Efficient parallel CP decomposition with pairwise perturbation and multi-sweep dimension tree

CP tensor decomposition with alternating least squares (ALS) is dominated in cost by the matricized-tensor times Khatri-Rao product (MTTKRP) kernel that is necessary to set up the quadratic optimization subproblems. State-of-art parallel ALS implementations use dimension trees to avoid redundant computations across MTTKRPs within each ALS sweep. In this paper, we propose two new parallel algorithms to accelerate CP-ALS. We introduce the multi-sweep dimension tree (MSDT) algorithm, which requires the contraction between an order N input tensor and the first-contracted input matrix once every (N-1)/N sweeps. This algorithm reduces the leading order computational cost by a factor of 2(N-1)/N relative to the best previously known approach.

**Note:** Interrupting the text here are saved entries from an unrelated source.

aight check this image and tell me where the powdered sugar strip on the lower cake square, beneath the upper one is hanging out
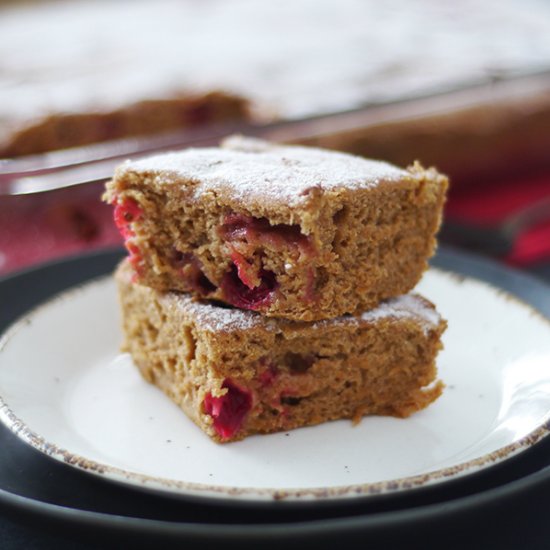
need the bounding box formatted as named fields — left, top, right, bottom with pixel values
left=161, top=293, right=441, bottom=333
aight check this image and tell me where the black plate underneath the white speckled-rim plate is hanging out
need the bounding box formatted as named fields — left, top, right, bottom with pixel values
left=0, top=250, right=550, bottom=547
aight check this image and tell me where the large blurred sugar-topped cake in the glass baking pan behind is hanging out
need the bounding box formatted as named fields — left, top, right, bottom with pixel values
left=4, top=0, right=550, bottom=163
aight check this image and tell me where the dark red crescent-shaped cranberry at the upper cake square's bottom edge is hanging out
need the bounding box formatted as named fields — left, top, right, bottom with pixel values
left=221, top=265, right=278, bottom=310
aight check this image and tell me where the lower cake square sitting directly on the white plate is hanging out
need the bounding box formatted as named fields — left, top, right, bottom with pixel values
left=116, top=262, right=446, bottom=442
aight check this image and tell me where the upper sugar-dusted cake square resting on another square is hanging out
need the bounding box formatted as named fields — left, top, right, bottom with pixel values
left=105, top=137, right=447, bottom=321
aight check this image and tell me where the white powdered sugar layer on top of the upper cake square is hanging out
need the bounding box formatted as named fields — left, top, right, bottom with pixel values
left=117, top=137, right=410, bottom=204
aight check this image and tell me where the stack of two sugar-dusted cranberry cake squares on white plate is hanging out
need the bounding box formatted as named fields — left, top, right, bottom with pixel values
left=105, top=136, right=448, bottom=442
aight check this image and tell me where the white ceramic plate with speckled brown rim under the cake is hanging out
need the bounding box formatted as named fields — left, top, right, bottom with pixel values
left=0, top=269, right=550, bottom=500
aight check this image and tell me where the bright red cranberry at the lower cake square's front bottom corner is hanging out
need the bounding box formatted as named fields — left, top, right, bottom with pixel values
left=203, top=379, right=252, bottom=439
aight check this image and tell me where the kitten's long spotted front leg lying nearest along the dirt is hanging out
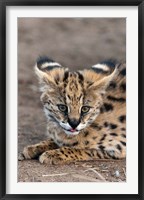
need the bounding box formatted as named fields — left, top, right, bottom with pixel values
left=39, top=147, right=123, bottom=164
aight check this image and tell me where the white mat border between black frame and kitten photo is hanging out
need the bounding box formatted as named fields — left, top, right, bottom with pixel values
left=6, top=6, right=138, bottom=194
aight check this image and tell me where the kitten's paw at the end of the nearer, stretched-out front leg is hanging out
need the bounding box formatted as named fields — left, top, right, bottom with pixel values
left=39, top=150, right=66, bottom=165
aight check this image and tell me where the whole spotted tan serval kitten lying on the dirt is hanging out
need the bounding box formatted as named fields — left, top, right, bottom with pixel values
left=23, top=57, right=126, bottom=164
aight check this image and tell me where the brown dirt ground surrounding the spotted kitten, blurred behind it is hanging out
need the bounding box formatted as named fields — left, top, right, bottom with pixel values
left=18, top=18, right=126, bottom=182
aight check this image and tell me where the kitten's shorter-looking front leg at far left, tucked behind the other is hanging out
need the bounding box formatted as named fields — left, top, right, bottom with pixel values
left=19, top=140, right=58, bottom=160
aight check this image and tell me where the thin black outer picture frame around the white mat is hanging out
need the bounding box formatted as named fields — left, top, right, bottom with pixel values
left=0, top=0, right=144, bottom=200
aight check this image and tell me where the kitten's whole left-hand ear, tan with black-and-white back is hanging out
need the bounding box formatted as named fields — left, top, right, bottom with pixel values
left=35, top=57, right=66, bottom=90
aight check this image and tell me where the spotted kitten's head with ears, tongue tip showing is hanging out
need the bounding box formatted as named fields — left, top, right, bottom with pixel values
left=35, top=57, right=116, bottom=135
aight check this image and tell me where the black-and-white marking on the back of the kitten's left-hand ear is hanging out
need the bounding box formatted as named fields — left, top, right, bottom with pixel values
left=36, top=56, right=62, bottom=71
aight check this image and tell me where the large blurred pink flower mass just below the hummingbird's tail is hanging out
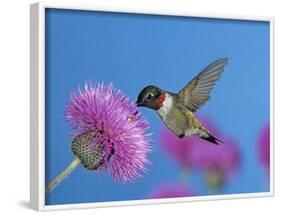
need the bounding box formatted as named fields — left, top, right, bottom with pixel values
left=161, top=117, right=240, bottom=178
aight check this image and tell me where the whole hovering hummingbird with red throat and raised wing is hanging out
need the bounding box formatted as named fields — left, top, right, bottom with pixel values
left=136, top=58, right=228, bottom=145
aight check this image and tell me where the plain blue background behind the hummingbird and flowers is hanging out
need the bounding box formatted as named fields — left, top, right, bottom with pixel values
left=46, top=9, right=270, bottom=204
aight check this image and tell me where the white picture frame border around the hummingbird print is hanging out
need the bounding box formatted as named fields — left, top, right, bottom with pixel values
left=30, top=2, right=274, bottom=211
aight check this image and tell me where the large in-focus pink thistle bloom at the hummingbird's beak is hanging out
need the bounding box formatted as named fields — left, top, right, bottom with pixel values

In addition, we introduce a more communication-efficient approach to parallelizing an approximate CP-ALS algorithm, pairwise perturbation. This technique uses perturbative corrections to the subproblems rather than recomputing the contractions, and asymptotically accelerates ALS. Our benchmark results show that the per-sweep time achieves 1.25X speed-up for MSDT and 1.94X speed-up for pairwise perturbation compared to the state-of-art dimension trees running on 1024 processors on the Stampede2 supercomputer.